WTF is this? Someone has to do the difficult, that you might think is impossible. Imagine if everyone lived life like you - just use what's easy and works. We'd still be hunter gatherers living in jungle. Tesla vision + AI based approach is novel, and I'd take a company betting the farm on trying to make this work. I do have sympathy for people who paid for it, but if you can't take risks gtfo of a Tesla and buy some Euromobile using ancient Bosch driving hardware. That option's out there. But I want one company - ANY COMPANY - to try and tackle the impossible. I know one Chinese company (IIRC Xiaomi) also committed to vision + AI only. So REALLY looking forward to what they can cook. May even beat Tesla, just Deepseek is spanking OpenAI.

Magnus_Tesshu 2025-07-25 17:58

Localization has been a solved problem for a decade, so solved that anyone who doesn't use a cheap lidar for it is just creating dumb problems for themselves? Tesla is the state of the art. Everyone else who is not state of the art, saying Tesla is doing something dumb, is confused. I kind of agree that it is a non-technical piece, though you're an idiot.
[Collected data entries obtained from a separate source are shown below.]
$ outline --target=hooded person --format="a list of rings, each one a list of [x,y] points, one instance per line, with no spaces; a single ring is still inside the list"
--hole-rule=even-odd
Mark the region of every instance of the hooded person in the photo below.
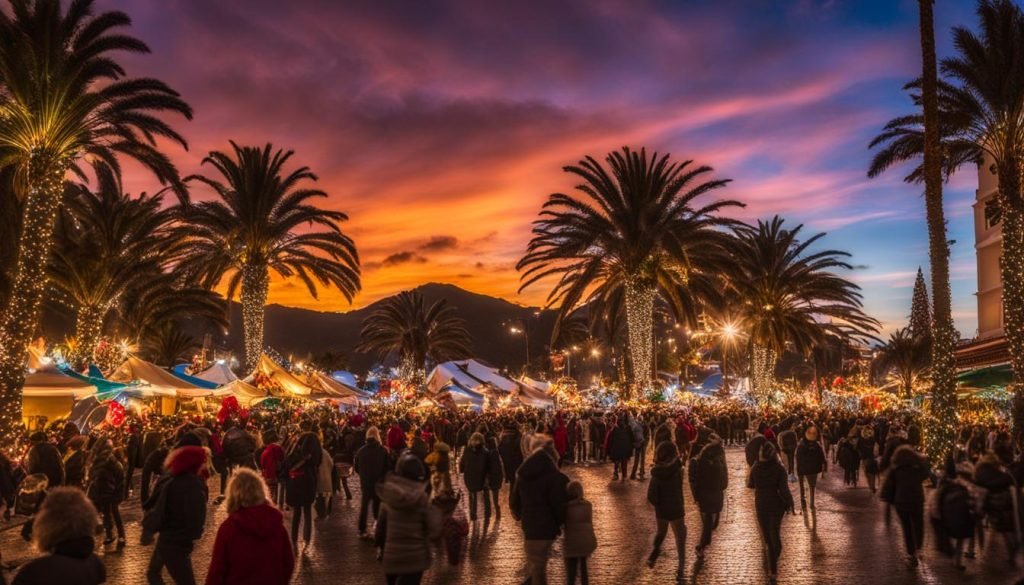
[[[910,565],[916,567],[924,544],[924,486],[931,475],[928,458],[911,445],[896,449],[882,484],[882,500],[896,509]]]
[[[46,433],[41,431],[32,433],[29,441],[32,446],[28,450],[26,472],[29,475],[45,475],[47,487],[64,485],[64,458],[57,445],[51,443]]]
[[[374,520],[380,516],[380,498],[377,497],[377,484],[387,475],[390,458],[388,450],[381,444],[380,429],[370,427],[366,431],[366,443],[356,451],[353,458],[356,474],[359,475],[359,534],[364,538],[369,509],[373,509]]]
[[[225,498],[228,517],[217,529],[206,585],[287,585],[295,568],[281,512],[250,469],[235,470]]]
[[[430,542],[441,534],[441,513],[430,505],[427,468],[403,453],[395,473],[377,484],[381,500],[374,536],[388,583],[419,583],[430,568]]]
[[[782,517],[793,509],[788,479],[775,445],[766,442],[761,447],[757,463],[750,468],[747,487],[754,490],[754,510],[761,538],[768,550],[768,579],[772,583],[778,577],[779,557],[782,555]]]
[[[192,437],[186,439],[185,437]],[[194,583],[192,547],[203,535],[206,524],[206,501],[209,492],[206,479],[207,452],[190,443],[198,437],[186,433],[181,446],[167,455],[164,476],[157,483],[149,500],[143,504],[149,517],[157,522],[149,528],[157,533],[156,546],[146,570],[150,585],[163,583],[164,567],[175,583]],[[146,519],[143,519],[145,526]]]
[[[103,529],[106,533],[104,545],[114,542],[114,526],[117,526],[117,546],[124,548],[124,522],[121,520],[121,502],[125,497],[124,466],[114,455],[110,439],[102,438],[92,447],[92,461],[89,465],[89,499],[103,515]]]
[[[654,506],[657,532],[654,547],[647,557],[647,566],[653,568],[661,556],[661,545],[665,542],[668,529],[676,539],[679,558],[679,575],[682,575],[686,551],[686,522],[683,508],[683,462],[674,443],[664,442],[654,452],[654,467],[651,468],[651,483],[647,486],[647,501]]]
[[[94,553],[99,517],[82,490],[50,490],[36,513],[32,537],[44,556],[18,571],[12,585],[98,585],[106,582],[103,561]]]
[[[558,453],[551,437],[535,433],[528,449],[530,454],[512,484],[509,509],[522,524],[531,583],[545,585],[551,547],[565,523],[569,478],[558,470]]]
[[[804,482],[807,483],[811,497],[811,509],[814,510],[814,492],[818,486],[818,474],[828,470],[828,458],[825,449],[819,442],[818,428],[808,427],[804,438],[796,448],[796,473],[800,477],[800,507],[807,507],[804,496]]]
[[[690,463],[690,491],[700,509],[701,535],[697,544],[697,555],[711,544],[711,533],[718,528],[718,521],[725,505],[725,489],[729,487],[729,470],[725,463],[725,449],[717,435],[700,450]]]
[[[459,471],[462,473],[466,491],[469,492],[469,521],[476,522],[477,500],[480,492],[484,492],[484,522],[491,519],[491,499],[487,494],[487,450],[484,448],[484,436],[473,433],[469,437],[466,449],[459,459]]]
[[[522,434],[514,423],[509,422],[501,429],[498,438],[498,454],[501,457],[505,481],[512,483],[516,470],[523,464]]]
Magnus_Tesshu 2025-07-25 18:04

> There is no generic ready-made “AI brain” that can just “do all the work”. Tesla has to train its AI to solve vision problems because they are too cheap to give it better input from other form of sensors. Indeed. Tesla is so dumb! They have only the world's best results! Imagine if they were actually trying, using your proven-to-be-smarter methods! > Btw the people I know at DeepMind (the guys who made Alpha Zero) all feel pretty bad for the engineers under Elon. Yeah, it must suck achieving state of the art in multiple different fields, they must be tired of winning so much

cookingboy 2025-07-25 18:58

Your impression of China is stuck in the 90s. Their core tech in the EV space is *ahead* of ours now. Tesla literally uses CATL batteries in many of their cars worldwide. The Chinese absolutely is a tech leader in many spaces like EV, consumer drones and biotech. The Chinese’s MO has been “do whatever it takes to catch up, including stealing and copying, then do whatever it takes to get ahead”. They are in that 2nd part now.

opsers 2025-07-26 04:09

How does this sound just like Waymo?

opsers 2025-07-26 04:14

That's kind of the point though - no single system is perfect. That's why most other manufacturers are using multiple systems. Waymo for example (and I believe Zoox) uses LiDAR, radar, and cameras. They [have a whole blog post](https://waymo.com/blog/2021/11/a-fog-blog) talking about this very topic.

echoingElephant 2025-07-28 21:25

That is simply a lie. „Photon counting“ is an actual thing. But it isn’t „using raw video input“. They don’t measure „raw photons“. They measure an unprocessed image signal. That’s something very different

yoshiee 2025-11-20 20:45

I just came across this comment, and I'm sorry the guy saying Phil is not an engineer made me LOL. Once in a while I'm astonished at the over-confidence redditors have. But at the same time, not surprised.

taw160107 2025-11-20 21:26

Yeah, so funny armchair reddit engineer saying Phil Biesel is not an engineer.